“Secoli di questa parola, uomo uomo uomo, e ora non ha più sapore.”
Com’è dolce il conforto di Zavattini, padrone della sintesi, reattivo alla misura sensoriale del tempo ma, soprattutto, portatore del vero impronunciabile nascosto fra le pieghe di una storia ribelle, scritta da un clandestino riequilibratore dei termini e delle aspettative sui futuri che ci attendono.
Randagio Clandestino cura la regia narrativa di Menchenn Ulla raccontandoci una storia ordinaria, sul nostro universo, attraverso una duplice tecnica usata in teatro: la sospensione sia nei tempi narrativi che nei giudizi etici.
Aggiunge, inoltre, un atto di animazione culturale assolutamente eccezionale: dei personaggi fortemente normali con vite e attese uguali alle nostre, presi più dal sopravvivere quotidiano che dalle nostre azioni volte al futuro.
Randagio Clandestino, pseudonimo di Mario Bonica, attore e regista di straordinarie favole sceniche per l’infanzia, identitario ad un Fedro dell’epoca moderna, tesse quasi la sua storia all’uncinetto, facendo riemergere il suo lavoro di animazione scenica attraverso una regia delle sovrastrutture itineranti nel racconto, coniugandole alla tecnologia del sogno e alle proiezioni del Possibile quale biglietto d’ingresso del Probabile.
Cesella una storia avvincente, briosa – da non raccontare come nel sottotesto – ma con un piano sequenza che allarga sempre più il tema dell’ecologia, con un piede nella fantasia e l’altro nel mistero.
In Menchenn Ulla la vita risuona di voci sentite, personaggi popolari che si mettono alla prova con scherzi e contromisure e, soprattutto, la purezza emerge come neve al sole, la dolce Franchina che intuisce una verità cara alla narrazione «ogni animale ha un suo modo di guardarti negli occhi, che ogni animale dev’essere guardato in maniera diversa» il fulcro del testo si fa finalmente strada.
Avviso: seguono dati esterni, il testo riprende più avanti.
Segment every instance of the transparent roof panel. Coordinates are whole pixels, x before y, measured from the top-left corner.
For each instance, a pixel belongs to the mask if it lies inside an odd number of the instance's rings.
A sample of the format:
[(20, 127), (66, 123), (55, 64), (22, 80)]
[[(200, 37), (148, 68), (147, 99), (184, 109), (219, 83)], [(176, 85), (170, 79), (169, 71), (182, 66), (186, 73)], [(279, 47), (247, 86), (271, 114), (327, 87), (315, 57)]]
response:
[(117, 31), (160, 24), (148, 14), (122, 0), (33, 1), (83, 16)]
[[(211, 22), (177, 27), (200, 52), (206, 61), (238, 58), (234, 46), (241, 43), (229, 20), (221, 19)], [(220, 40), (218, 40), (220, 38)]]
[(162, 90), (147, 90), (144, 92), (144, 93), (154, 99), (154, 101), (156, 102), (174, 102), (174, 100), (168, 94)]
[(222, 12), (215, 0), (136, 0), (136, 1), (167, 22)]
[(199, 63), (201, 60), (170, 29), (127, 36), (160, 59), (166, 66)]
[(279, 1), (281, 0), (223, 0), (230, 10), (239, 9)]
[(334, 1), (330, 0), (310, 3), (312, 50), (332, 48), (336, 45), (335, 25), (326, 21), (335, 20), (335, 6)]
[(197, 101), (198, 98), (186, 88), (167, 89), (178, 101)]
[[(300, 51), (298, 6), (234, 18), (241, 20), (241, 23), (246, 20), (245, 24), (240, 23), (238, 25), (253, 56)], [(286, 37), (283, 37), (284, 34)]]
Come nelle Città Invisibili di Italo Calvino l’ambientazione è fantastica ma assolutamente collocata nel tempo-spazio, in ambienti riconoscibili, con modalità di vita che fanno parte dell’ordinarietà, e i personaggi siamo tutti Noi, insieme, chiaramente subordinati alle suppellettili che ordinariamente adoperiamo.
Cosa c’è di nuovo?
Gli atti di coscienza!
Si materializzano usando le forme e le metodiche aderenti al nostro tempo: troviamo la fantasia che diventa l’anima arrabbiata che non sa più mentire, può farsi però guida e punto da cui poter partire.
La narrazione silenziosa che leggerete fra poco, emerge dal non detto, dalle parole veloci che passano nel nostro vissuto senza trovare il mezzo o la misura per divenire un autentico concetto, il sembiante interno che tarda a maturare.
Eppure, in Menchenn Ulla le assonanze fonetiche si sostituiscono alla razionalità plastica e i segni s’impongono su un’ecologia calma che lascia al gesto il suo vuoto non colmato, l’eretico equilibro captato, sottomesso e distrutto senza ragione.
Nell’uomo senza sapore di Zavattini, precedentemente citato, si identifica la ragione recisa che va risvegliata, quasi come una lotta di classe adoperata dalla fantasia per porre in asse le devastanti distruzioni del genio sul naturale.
Nella leggerezza di Menchenn Ulla c’è una data «17 luglio dentro il computer di Concetto sono andata a cascarci per puro caso! Ma sì. È stato un incidente accidentale scopereccio di volo dovuto alla mia ben nota imbranataggine di fata fallita» ancora una volta si va in scena con le parole camuffate, distese in compendi fonetici che ampiamente aprono al respiro; Menchenn Ulla che raccoglie il meglio del sogno, l’infinita disillusione della modernità, l’angoscia tenebrosa di una sorella che para i colpi prima che arrivino.
Un’espressione lenta come un soffio ma che porta dietro barlumi interi di speranza, ettolitri di vita e il movimento complesso della salificazione dello sbaglio.
Con parole in fondo alla gola, l’allegria filante della narrazione lascia spazio a profonde riflessioni che ho ritrovato, similarmente, in un verso di Basho: «Vieni, vedi i fiori veri di questo mondo doloroso».